A few weeks ago, I wrote a post where I shared my biggest financial mistakes and asked all of you to share yours. When I began the post, I prefaced it by stating I wouldn’t change too many things–mainly because of the immense learning experiences all of my mistakes have afforded me (plus, I do live with no regrets).
But after thinking about this more, I realized that if life had a rewind button (could you imagine?!), there are some things I’d definitely do over again–both financially and personally.
If Life had a Rewind Button…
I’d avoid digging myself into credit card debt
Yes, I had a massive amount of credit card debt and yes, I paid it off years ago and haven’t looked back since. While I’m happy to have cleaned up that part of my finances at a relatively young age, I can’t help but wonder what I could have in the bank had I not been so careless with my money.
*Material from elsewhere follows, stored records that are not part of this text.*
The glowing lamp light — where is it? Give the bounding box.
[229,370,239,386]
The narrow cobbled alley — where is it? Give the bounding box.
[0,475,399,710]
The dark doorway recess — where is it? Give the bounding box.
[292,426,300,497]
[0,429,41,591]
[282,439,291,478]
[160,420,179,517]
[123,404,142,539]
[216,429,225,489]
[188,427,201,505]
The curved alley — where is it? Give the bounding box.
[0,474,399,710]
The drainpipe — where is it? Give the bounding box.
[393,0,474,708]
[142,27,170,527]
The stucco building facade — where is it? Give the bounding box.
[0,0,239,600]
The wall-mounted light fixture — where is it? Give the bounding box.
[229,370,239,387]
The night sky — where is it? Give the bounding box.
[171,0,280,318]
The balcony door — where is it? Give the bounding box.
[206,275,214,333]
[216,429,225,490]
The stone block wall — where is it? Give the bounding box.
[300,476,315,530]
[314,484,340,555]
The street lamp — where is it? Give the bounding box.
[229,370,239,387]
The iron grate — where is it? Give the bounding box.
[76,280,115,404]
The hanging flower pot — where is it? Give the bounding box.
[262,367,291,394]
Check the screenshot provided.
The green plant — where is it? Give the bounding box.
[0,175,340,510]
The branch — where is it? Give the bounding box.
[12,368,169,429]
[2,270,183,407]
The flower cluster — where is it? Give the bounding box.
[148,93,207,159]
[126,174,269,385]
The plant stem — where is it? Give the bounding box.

I remember going to the ATM with a friend in college. After he withdrew his money, for whatever reason he asked me to hold it and the receipt (details are fuzzy at this point). I’ll admit that I did look at his total balance on the receipt, and I remember feeling as if somebody punched me in the stomach. I don’t remember the exact amount but it was upwards of tens of thousands of dollars. I think at the time I might have had $100 to my name. If only that would have been enough of a kick in the pants to get myself on track earlier!
I’d make an effort to network more
I’m a horrible networker, but I’m an absolute people person–how’s that for an oxymoron?! Instead of hiding in the shadows at functions or standing quietly on the sidelines, I’d push myself to introduce myself to more people and learn how to network as early as possible. I’m learning now more than ever that you truly are your network when it comes to your professional life.
I’d educate myself about personal finance at a much earlier age
I essentially had no positive financial role models when growing up. Sure, I was given a modest allowance ($5 or less) when my parents could afford it, but that was for doing laundry for 6 people, cleaning the whole house and getting my little sisters ready for school in the morning. I earned every penny of that and then some.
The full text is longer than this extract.